Posted on September 30, 2010 by Michael Lock — Leave a Comment
This week, National Journal leaked Rep. Henry Waxman’s (D-CA) anticipated draft net neutrality legislation, which seeks to reach a compromise between net neutrality hardliners and industry supporters. The bill, which reads very similar to a plan put forward by Google and Verizon a few weeks ago, would still implement many of the net neutrality principles championed by the FCC, albeit with some caveats:
- No reclassification – Waxman’s bill wouldn’t give the FCC power to implement its own rules on the Internet, but the bill would include language that would prohibit ISPs and broadband providers from discriminating against legal Internet traffic.
- Mobile catches a break – In a win to mobile operators, wireless networks would be held to a less-stringent set of net neutrality rules.
- Temporary fix – The bill and net neutrality language included would expire at the end of 2012. This would buy some members of Congress more time to address a broader reform of telecommunications law.
Now, the debate on why business should oppose net neutrality or why network neutrality is good for business is a long and complicated narrative that I’m not going to touch upon, but talking points aside, where, how and why did all of this net neutrality mess begin?
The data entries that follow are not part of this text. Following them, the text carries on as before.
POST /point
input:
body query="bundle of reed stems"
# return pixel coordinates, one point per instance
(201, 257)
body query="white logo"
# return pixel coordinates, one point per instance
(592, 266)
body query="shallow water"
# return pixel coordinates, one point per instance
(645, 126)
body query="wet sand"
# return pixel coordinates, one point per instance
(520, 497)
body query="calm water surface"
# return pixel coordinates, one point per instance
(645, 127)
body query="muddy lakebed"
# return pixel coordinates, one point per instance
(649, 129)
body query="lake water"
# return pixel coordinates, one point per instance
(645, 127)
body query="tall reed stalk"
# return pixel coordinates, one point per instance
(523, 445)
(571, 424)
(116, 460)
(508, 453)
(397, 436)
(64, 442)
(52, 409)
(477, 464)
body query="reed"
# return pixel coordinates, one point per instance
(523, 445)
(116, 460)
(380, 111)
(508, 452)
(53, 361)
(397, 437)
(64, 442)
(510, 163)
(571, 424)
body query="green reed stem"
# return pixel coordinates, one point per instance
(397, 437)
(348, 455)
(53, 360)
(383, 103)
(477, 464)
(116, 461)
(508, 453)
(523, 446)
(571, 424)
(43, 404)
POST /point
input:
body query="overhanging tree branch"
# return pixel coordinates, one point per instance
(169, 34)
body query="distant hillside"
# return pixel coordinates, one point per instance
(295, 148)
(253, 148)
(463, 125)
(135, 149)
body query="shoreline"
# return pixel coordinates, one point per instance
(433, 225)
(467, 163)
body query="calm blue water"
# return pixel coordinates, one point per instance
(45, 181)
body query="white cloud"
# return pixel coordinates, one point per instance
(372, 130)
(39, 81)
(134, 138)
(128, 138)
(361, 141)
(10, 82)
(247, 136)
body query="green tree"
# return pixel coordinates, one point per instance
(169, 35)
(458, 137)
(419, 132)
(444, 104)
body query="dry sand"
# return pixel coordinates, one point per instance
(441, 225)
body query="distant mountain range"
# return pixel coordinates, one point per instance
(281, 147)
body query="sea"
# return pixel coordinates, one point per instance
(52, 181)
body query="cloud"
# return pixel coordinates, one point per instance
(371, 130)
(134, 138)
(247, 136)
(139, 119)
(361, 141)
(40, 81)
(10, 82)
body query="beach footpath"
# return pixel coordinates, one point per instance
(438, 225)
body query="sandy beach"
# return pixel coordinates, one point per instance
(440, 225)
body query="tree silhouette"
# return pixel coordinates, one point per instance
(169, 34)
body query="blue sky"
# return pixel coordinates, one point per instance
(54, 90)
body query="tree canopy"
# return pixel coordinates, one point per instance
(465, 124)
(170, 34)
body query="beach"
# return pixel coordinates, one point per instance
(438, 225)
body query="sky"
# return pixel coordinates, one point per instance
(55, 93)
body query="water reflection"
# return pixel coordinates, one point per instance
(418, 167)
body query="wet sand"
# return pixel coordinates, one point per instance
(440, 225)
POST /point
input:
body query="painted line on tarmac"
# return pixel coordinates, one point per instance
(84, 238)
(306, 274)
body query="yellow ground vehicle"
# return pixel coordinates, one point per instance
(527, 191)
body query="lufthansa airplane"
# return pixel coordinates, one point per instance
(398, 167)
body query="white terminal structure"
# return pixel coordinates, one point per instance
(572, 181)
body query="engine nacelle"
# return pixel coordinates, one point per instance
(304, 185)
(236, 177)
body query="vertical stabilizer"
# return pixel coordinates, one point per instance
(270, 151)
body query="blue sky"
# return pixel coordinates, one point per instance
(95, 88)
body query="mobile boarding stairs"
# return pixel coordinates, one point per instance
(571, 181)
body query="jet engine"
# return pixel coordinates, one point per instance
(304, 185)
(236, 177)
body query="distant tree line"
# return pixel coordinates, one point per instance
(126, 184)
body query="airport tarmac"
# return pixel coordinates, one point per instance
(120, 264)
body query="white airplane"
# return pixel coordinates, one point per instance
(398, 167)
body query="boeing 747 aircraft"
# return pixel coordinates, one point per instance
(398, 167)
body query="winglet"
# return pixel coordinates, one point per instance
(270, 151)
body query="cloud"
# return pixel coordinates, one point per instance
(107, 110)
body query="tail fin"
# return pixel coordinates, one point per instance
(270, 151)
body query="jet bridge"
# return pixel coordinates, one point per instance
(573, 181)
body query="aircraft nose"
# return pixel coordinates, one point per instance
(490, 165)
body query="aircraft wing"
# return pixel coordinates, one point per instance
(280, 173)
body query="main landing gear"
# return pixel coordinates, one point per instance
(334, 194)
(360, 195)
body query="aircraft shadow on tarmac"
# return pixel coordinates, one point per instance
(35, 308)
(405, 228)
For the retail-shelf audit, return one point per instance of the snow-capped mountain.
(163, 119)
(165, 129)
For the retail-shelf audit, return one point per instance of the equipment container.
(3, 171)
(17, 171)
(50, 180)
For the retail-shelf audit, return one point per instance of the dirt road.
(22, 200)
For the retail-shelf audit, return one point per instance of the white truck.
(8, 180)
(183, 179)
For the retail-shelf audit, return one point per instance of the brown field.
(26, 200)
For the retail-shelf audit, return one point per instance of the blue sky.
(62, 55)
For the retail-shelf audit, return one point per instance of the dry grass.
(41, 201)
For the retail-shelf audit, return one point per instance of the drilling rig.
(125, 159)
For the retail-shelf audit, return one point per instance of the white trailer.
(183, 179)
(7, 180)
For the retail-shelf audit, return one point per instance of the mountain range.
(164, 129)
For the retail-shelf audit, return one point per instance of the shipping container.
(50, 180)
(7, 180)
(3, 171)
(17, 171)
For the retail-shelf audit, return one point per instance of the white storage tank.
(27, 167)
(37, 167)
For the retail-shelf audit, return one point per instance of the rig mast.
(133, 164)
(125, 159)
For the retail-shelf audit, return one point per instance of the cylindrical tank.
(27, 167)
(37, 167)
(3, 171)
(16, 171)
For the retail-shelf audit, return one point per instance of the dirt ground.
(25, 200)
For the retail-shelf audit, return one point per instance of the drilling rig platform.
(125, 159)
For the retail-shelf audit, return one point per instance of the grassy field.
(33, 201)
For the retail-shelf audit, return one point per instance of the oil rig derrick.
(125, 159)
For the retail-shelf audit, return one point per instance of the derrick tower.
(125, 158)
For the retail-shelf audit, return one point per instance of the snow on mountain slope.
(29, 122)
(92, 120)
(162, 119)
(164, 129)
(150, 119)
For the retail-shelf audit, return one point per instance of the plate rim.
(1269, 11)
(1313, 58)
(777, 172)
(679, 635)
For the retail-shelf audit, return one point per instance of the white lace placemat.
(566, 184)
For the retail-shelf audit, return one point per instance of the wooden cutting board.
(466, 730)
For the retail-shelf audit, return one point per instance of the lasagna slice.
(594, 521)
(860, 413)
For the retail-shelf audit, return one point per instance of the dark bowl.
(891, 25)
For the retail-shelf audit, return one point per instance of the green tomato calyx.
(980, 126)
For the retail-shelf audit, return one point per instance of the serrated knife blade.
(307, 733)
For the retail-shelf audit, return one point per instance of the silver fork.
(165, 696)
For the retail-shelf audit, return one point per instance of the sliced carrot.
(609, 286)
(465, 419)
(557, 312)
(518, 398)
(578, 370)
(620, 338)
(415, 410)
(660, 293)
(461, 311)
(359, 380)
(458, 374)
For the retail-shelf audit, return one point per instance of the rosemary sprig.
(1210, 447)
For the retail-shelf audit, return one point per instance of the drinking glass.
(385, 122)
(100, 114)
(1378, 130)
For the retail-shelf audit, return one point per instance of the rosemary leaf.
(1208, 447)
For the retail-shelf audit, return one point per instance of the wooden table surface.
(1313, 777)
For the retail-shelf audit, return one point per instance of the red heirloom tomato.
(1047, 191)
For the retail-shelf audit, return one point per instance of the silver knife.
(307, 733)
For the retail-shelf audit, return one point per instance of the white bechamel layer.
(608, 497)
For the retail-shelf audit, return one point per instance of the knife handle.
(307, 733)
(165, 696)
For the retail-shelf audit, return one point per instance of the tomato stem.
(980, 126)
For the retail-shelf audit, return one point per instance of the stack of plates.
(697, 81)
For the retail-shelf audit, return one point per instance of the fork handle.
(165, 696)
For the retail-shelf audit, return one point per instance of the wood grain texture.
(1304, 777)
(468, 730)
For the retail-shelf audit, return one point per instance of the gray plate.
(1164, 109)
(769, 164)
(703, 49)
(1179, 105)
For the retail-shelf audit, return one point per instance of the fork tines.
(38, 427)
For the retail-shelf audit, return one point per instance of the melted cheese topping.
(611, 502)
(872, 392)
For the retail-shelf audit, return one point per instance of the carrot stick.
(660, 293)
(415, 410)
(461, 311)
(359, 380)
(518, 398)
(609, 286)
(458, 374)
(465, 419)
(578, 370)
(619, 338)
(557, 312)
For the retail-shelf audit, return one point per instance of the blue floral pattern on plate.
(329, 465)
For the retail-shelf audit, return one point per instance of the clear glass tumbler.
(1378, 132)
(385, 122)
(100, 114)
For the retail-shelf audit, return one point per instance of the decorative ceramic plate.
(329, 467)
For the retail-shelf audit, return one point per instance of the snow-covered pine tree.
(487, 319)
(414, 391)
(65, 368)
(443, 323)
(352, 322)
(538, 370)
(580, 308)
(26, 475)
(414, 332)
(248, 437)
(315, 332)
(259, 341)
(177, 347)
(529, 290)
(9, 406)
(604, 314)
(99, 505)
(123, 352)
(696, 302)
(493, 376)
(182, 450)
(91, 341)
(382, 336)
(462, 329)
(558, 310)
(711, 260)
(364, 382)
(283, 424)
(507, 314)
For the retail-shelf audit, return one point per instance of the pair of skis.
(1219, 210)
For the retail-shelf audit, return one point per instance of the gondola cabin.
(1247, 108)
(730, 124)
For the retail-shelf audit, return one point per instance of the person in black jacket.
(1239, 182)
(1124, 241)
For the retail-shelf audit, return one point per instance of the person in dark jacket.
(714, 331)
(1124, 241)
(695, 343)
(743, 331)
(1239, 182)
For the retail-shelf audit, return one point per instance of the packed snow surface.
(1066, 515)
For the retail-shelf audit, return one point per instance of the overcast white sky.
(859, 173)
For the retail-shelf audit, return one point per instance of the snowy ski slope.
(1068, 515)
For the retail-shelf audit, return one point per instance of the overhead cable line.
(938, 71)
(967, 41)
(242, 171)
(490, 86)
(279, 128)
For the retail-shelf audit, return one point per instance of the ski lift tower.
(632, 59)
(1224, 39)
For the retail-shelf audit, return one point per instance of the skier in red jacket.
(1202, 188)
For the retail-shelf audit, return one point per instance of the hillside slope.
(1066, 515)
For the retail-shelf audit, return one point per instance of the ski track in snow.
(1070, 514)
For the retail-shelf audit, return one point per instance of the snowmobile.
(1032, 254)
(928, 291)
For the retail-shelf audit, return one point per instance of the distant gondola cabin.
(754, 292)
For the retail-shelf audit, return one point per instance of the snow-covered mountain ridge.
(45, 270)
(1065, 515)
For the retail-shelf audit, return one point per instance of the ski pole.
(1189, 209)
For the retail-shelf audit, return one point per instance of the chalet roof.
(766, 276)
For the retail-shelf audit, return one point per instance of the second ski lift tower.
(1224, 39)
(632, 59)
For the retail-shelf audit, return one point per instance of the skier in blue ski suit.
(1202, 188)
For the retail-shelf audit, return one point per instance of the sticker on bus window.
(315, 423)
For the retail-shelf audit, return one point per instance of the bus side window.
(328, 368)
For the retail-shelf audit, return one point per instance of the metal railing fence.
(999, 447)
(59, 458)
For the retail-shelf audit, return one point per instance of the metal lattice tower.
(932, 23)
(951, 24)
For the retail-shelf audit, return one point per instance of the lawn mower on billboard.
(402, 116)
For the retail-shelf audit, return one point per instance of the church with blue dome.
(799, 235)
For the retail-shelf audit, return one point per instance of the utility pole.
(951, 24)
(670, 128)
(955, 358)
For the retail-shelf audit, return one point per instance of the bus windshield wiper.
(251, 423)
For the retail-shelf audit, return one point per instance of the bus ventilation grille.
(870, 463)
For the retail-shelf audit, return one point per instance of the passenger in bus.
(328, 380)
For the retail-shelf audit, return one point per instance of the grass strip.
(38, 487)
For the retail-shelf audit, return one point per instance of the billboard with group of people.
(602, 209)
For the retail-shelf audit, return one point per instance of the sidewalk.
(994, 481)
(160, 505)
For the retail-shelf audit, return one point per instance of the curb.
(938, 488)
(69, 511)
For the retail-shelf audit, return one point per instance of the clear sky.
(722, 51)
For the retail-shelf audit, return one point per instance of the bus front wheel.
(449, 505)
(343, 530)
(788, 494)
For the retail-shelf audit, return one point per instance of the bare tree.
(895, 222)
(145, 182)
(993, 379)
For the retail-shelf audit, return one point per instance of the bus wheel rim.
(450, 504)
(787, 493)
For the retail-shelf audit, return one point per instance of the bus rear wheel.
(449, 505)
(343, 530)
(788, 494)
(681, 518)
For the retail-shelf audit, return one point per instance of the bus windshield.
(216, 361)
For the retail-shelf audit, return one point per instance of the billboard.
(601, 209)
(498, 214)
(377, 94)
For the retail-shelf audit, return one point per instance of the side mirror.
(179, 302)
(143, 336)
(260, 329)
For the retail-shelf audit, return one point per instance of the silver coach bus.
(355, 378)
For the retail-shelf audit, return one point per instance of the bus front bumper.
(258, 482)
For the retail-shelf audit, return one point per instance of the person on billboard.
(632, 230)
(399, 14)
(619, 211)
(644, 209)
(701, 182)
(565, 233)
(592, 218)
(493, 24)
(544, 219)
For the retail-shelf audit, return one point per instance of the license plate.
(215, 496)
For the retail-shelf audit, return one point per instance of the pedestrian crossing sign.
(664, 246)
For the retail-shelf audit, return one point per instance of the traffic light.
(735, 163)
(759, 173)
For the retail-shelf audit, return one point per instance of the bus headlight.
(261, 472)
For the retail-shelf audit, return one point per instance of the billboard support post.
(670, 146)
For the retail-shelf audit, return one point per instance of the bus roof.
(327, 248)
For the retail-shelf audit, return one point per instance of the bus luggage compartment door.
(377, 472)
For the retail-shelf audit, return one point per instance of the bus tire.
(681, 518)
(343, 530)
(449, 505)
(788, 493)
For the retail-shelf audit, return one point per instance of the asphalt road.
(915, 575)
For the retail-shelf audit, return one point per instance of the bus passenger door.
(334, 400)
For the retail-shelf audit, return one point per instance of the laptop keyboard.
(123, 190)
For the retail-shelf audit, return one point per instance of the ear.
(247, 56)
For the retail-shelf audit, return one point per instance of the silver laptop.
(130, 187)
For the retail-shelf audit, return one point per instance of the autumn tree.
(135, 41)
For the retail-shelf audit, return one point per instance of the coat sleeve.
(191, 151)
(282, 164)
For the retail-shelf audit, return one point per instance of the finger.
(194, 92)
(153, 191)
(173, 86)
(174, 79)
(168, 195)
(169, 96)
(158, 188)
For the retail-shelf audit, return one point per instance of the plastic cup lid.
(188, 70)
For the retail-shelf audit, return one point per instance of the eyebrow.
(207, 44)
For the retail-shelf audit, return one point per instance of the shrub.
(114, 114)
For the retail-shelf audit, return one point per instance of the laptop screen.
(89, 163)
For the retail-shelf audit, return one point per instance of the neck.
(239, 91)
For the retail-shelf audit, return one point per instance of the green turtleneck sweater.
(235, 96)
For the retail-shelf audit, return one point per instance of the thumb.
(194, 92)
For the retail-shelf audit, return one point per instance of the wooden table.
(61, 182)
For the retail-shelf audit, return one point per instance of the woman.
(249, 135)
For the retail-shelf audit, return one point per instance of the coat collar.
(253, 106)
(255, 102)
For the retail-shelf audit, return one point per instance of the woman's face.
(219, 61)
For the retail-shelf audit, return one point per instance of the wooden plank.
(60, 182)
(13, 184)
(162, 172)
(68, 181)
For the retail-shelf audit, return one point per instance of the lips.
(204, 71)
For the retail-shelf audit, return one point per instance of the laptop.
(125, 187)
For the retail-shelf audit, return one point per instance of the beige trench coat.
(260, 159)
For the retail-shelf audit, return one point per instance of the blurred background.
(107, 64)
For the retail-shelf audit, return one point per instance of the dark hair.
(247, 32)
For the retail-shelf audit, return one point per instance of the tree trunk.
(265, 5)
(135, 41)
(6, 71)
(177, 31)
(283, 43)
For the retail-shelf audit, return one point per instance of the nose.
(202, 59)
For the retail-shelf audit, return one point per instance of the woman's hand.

What is this argument all about?
In 2004, then-FCC Chairman Michael Powell developed four governing principles to guide the FCC’s role in maintaining an open and free Internet:
- Freedom to access content — Consumers should have access to their choice of legal content.
- Freedom to use applications — Consumers should be able to run applications of their choice.
- Freedom to attach personal devices — Consumers should be permitted to attach any devices they choose to the connection in their homes.
- Freedom to obtain service plan information — Consumers should receive meaningful information regarding their service plans.
- Non-discrimination — Broadband providers cannot discriminate against particular Internet content or applications.
- Transparency — Providers of broadband Internet access must be transparent about their network management practices.
Given that Congress is so close to its November election recess, it looks like the window is rapidly closing for any sort of action on net neutrality. Will Waxman fast-track his bill through the House and gain some Republican support? Better yet, will it even matter if Waxman’s bill passes through the House at the last second, given that Sen. Jim DeMint (R-SC) took control of the Senate and vowed to stop all legislation not on his desk by Tuesday? We’ll know soon enough, hopefully.